I just cant bring myself to figure this one out. Helps or pointers would be very appreciated
$\sin(2x) = 2\sin{x}\cos{x}$

since $\sin{x} = 3\cos{x}$ ...

$
\sin(2x) = 2(3\cos{x})\cos{x} = 6\cos^2{x}
$

3. Hello, Burger king!

I can't imagine what "show and decide" means.

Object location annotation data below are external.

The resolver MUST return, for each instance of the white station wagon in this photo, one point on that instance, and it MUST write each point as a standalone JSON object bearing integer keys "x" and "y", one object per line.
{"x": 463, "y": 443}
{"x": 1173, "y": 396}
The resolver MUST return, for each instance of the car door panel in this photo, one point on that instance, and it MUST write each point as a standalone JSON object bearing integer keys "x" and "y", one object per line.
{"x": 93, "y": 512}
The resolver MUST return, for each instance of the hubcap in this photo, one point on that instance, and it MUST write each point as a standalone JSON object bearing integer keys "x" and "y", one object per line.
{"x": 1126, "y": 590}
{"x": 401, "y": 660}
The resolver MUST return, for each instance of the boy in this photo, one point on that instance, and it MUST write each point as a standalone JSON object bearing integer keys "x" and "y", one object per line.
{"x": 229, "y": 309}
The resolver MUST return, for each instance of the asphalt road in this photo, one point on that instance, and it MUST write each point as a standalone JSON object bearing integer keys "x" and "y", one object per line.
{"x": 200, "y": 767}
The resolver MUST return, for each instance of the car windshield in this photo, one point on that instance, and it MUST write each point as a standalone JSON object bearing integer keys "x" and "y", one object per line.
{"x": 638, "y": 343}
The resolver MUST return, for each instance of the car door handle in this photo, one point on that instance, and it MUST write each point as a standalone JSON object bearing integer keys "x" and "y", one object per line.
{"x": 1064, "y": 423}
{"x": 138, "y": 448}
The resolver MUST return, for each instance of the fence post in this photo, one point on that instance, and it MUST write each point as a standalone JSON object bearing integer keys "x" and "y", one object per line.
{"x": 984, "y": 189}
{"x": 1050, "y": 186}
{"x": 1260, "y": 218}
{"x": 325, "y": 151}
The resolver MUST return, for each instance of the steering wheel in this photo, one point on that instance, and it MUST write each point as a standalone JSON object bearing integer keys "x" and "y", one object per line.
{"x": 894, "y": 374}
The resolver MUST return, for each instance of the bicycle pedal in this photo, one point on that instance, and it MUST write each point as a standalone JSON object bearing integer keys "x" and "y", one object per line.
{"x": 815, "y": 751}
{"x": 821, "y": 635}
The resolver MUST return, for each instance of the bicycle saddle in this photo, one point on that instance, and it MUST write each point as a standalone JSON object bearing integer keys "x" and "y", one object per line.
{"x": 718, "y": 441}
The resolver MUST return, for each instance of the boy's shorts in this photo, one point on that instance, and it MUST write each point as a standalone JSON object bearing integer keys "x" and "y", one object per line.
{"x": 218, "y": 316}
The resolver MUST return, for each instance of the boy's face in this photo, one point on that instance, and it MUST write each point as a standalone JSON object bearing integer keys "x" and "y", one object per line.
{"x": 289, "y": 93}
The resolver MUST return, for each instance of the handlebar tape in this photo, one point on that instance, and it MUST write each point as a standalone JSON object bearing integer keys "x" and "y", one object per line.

For an angle $x < 90^o\!:\;\;\sin x\:=\:3\cos x.$
Show and decide the value of $\sin2x.$

We have: . $\sin x \:=\:3\cos x \quad\Rightarrow\quad \frac{\sin x}{\cos x} \:=\:3 \quad\Rightarrow\quad \tan x \:=\:3$
Hence: . $\tan x \:=\:\frac{3}{1} \:=\:\frac{opp}{adj}$

So $x$ is an angle in a right triangle with: $opp = 3,\;adj = 1$
. . Pythagorus says: . $hyp = \sqrt{10}$
Hence: . $\sin x = \tfrac{3}{\sqrt{10}},\;\;\cos x = \tfrac{1}{\sqrt{10}}$

Therefore: . $\sin2x \:=\:2\sin x\cos x \:=\:2\left(\frac{3}{\sqrt{10}}\right)\left(\frac{ 1}{\sqrt{10}}\right) \:=\:\frac{3}{5}$